APPENDIX F - dtSearch Syntax Guide
Noise Words | |||||||
a | being | furthermore | in | must | she | they | when |
about | between | get | indeed | my | should | this | where |
after | both | got | into | never | since | those | which |
all | but | Had | is | not | some | through | while |
also | By | has | it | now | still | thus | who |
an | came | have | Its | of | such | to | will |
and | can | he | just | on | take | too | with |
another | come | her | like | only | than | under | would |
any | could | here | made | or | that | up | you |
are | did | hi | many | other | the | very | your |
as | Do | him | Me | our | their | was | |
at | each | himself | might | out | them | way | |
be | even | how | more | over | then | we | |
because | for | however | moreover | said | there | well | |
been | from | I | most | same | therefore | were | |
before | further | If | much | see | these | what |
Usage:
If a phrase contains a noise word, dtSearch will skip over the noise word when searching for it.
Example:
"statue of liberty"
This example would retrieve any file containing the word statue, any intervening noise word, and the word liberty.
For more accurate searching, the noise word ‘of’ could be removed from the Stop Word List.
Important
When building or rebuilding an Index, the old Indexes must be first deleted.
Phrases and Words
Quotation Marks
Usage:
Quotation Marks should be used around a phrase to ensure that connector words are interpreted as part of the phrase.
Example:
"clear and present danger"
Without the quotation marks, clear and present danger would be interpreted as a Boolean search for "clear" and "present danger".
Punctuation
Usage:
Punctuation inside of a search word is treated as a space.
Examples:
can't
dtSearch would interpret this as a phrase consisting of two words: can and t
1843(c)(8)(ii)
dtSearch would interpret this as four words: 1843 c 8 ii.

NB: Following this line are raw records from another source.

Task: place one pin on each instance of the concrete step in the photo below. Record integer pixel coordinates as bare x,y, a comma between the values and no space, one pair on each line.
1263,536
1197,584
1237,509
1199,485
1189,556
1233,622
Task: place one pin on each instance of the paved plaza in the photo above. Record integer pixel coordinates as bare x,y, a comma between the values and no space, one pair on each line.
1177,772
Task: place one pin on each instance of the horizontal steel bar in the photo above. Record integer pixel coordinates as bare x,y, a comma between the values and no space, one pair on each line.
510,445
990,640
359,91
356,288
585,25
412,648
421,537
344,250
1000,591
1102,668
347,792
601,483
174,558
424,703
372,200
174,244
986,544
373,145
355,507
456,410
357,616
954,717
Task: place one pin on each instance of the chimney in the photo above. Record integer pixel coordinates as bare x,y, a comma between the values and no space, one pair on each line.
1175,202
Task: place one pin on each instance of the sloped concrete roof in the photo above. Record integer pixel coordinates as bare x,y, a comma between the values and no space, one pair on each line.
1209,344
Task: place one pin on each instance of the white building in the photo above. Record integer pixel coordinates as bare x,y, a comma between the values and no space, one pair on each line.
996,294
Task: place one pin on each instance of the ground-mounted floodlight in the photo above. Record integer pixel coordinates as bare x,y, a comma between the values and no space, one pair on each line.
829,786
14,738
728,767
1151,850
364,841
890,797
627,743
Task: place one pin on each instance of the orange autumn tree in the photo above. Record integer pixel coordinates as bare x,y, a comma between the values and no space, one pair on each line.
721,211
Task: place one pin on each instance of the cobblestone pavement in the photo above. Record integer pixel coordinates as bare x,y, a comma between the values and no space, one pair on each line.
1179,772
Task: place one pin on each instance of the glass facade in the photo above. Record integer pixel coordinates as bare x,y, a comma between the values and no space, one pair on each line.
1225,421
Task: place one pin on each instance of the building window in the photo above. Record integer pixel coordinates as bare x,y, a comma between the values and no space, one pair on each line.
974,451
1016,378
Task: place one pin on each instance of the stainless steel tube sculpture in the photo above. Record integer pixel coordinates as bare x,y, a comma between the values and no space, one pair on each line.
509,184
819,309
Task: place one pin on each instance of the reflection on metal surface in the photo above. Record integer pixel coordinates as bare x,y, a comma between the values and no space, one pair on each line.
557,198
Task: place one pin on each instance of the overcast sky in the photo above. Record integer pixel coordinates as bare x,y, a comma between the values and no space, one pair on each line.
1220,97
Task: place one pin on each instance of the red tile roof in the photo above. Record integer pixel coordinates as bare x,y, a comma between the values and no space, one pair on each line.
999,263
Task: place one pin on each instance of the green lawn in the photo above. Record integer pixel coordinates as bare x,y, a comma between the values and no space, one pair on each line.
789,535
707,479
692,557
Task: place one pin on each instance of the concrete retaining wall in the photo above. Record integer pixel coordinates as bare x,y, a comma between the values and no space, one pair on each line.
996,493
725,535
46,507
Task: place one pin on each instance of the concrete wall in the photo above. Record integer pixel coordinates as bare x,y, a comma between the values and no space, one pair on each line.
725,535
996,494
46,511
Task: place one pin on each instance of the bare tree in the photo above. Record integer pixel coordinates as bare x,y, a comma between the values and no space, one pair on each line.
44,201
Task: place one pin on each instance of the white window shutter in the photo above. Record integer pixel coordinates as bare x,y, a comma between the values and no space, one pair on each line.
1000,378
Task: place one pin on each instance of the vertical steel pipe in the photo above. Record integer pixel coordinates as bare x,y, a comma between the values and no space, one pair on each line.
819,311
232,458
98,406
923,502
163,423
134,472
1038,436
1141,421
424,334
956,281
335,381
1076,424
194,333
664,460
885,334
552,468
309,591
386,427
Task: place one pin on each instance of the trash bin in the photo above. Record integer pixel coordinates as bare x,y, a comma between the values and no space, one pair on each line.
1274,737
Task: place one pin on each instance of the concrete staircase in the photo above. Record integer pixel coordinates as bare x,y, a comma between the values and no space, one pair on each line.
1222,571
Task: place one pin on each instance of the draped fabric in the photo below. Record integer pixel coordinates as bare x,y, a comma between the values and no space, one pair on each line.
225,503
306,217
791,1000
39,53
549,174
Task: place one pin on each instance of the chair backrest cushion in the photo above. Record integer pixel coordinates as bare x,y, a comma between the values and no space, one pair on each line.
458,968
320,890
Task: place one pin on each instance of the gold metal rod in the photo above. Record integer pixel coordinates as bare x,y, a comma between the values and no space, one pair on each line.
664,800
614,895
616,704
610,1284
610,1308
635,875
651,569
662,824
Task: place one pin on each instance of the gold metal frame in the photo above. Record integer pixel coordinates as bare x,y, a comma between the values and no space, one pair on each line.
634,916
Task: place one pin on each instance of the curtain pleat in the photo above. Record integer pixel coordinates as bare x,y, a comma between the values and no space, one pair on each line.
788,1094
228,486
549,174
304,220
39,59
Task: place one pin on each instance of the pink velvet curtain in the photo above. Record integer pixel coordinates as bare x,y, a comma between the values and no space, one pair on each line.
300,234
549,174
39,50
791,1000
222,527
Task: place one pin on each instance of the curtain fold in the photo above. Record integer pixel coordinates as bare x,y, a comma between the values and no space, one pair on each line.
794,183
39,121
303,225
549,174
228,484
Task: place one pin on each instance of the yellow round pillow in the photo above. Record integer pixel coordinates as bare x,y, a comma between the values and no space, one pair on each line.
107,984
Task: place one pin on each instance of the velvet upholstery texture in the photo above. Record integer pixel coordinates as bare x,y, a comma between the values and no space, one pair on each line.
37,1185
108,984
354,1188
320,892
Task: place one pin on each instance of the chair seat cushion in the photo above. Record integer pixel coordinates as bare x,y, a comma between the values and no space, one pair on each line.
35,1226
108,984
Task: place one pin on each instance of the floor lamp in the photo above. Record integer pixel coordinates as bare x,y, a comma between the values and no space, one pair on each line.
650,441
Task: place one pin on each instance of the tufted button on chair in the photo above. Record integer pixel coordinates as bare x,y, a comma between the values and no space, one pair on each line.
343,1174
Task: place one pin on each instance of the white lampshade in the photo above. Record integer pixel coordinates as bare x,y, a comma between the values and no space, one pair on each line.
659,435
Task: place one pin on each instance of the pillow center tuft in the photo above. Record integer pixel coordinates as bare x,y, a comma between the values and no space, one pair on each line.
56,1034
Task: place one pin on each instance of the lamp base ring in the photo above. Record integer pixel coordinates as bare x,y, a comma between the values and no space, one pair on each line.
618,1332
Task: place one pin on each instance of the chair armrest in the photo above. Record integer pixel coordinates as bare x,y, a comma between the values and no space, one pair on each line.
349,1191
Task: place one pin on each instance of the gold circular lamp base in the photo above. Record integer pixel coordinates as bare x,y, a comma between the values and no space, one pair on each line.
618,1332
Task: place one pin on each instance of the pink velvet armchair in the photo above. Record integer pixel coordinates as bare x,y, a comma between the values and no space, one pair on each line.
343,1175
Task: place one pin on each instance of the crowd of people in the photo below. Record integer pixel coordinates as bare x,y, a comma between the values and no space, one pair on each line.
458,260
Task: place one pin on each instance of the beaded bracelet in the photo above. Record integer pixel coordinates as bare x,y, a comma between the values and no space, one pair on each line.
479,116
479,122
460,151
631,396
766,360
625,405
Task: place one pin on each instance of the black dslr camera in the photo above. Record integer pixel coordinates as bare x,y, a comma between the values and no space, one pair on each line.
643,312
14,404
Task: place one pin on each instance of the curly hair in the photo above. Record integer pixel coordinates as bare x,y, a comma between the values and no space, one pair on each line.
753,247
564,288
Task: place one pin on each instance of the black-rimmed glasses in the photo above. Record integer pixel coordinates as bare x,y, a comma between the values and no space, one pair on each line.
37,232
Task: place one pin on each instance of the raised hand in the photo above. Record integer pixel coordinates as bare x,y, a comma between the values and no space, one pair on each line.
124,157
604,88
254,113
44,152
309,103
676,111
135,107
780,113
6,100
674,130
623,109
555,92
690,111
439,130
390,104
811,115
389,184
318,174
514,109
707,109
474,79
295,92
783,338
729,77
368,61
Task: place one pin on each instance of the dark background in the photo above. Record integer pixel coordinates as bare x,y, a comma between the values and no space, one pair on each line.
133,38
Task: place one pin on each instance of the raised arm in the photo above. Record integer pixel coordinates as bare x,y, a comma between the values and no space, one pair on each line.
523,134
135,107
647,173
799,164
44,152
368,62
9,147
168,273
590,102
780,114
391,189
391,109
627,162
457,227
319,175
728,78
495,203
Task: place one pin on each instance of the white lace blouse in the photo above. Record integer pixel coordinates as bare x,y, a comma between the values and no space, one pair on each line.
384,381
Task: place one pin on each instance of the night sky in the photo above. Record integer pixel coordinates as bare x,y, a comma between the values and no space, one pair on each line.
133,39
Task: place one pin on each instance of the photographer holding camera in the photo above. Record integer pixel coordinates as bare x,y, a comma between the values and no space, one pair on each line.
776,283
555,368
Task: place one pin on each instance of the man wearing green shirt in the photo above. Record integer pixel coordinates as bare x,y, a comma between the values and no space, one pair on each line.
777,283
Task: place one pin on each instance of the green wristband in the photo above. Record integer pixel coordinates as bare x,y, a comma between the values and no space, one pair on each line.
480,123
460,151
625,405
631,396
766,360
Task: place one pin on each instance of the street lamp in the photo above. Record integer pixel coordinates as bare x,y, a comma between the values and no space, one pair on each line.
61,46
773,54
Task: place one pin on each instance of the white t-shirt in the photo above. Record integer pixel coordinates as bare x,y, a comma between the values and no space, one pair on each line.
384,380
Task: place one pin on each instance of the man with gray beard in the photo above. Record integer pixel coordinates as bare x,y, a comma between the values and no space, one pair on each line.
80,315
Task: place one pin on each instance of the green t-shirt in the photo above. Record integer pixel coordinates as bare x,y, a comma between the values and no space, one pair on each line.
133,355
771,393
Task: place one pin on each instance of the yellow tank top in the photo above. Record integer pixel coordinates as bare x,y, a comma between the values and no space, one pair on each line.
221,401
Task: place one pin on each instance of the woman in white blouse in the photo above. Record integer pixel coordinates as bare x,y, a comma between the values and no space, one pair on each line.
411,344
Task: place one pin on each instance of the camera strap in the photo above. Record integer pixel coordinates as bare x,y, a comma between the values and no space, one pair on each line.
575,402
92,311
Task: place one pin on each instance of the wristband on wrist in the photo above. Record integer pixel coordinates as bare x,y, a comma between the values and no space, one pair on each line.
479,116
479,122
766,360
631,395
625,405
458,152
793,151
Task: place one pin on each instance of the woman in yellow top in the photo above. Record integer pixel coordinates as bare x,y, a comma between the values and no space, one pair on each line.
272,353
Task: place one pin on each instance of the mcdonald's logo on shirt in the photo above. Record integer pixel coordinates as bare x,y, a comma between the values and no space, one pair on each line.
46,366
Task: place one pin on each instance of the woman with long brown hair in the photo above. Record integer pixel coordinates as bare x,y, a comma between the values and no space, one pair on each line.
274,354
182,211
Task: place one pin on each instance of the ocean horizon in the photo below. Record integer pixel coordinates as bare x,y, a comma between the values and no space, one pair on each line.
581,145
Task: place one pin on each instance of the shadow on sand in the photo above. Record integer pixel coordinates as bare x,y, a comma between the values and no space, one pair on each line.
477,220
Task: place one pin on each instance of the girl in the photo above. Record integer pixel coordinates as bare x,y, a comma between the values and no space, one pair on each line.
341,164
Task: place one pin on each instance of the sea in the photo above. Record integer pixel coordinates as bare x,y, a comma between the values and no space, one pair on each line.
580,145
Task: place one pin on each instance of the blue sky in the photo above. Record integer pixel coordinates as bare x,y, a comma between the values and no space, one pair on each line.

To customize the way dtSearch handles punctuation in text, edit the Advanced Options – Alphabet File in the Project Settings.
Special Characters
Character | Use |
---|---|
? | matches any character |
* | matches any number of characters |
# | phonic search |
~ | |
% | |
~~ | |
: | |
## |
Wildcard Searches
= Wildcard Search
Usage:
The ‘=’ wildcard matches any single number digit.
Example:
NUM===
This would retrieve any files that had NUM and any combination of 3 numbers after the term, i.e. NUM123, NUM321
"330 == ===="
This would look for any Social Security number that starts with "330"
? Wildcard Search
Usage:
The ‘?’ wildcard matches any single character
Example:
appl?
This search would retrieve any files that match apple, apply, but not apples or application.
* Wildcard Search
Usage:
The ‘*’ wildcard matches any number of characters
Examples:
appl*
This search would retrieve any files that matched apple, apply, apples, application, applications etc.
*cipl*
This search would retrieve any files that match principal, principals, etc.
ap*ed
This search would retrieve any files that match applied, approved, etc.
Stemming Searches
~ Stemming Search
Usage:
Stemming extends a search to cover grammatical variations on a word.
Example:
priv~
This would retrieve any files that had privileged, privilege, but not Privileged.doc, etc.
Fuzzy Searches
% Fuzzy Search
Usage:
Fuzzy searching will find a word even if it is misspelled. Fuzzy searching can be useful when you are searching text that may contain typographical errors, or for text that has been scanned using optical character recognition (OCR). The number of % characters you add determines the number of differences dtSearch will ignore when searching for a word. The position of the % characters determines how many letters at the start of the word have to match exactly
Examples:
ba%nana
This search would retrieve any files where a word within the file begins with ba and has at most one difference between it and banana.
ba%%nana
This search would retrieve any files where a word within the file begins with ba and has at most two differences between it and banana.
Numeric Range Searching
~~ Numeric Range Search
Usage:
To search for a numeric range within files.
Example:
apple and 12~~17
This search would retrieve any files that had the word apple and a number between 12 and 17.
Numeric Range Notes:
A numeric range search includes the upper and lower bounds (so 12 and 17 would be retrieved in the above example). Numeric range searches work only with positive integers. For purposes of numeric range searching, decimal points and commas are treated as spaces, and minus signs are ignored. For example, 123,456.78 would be interpreted as: 123 456 78 (three numbers).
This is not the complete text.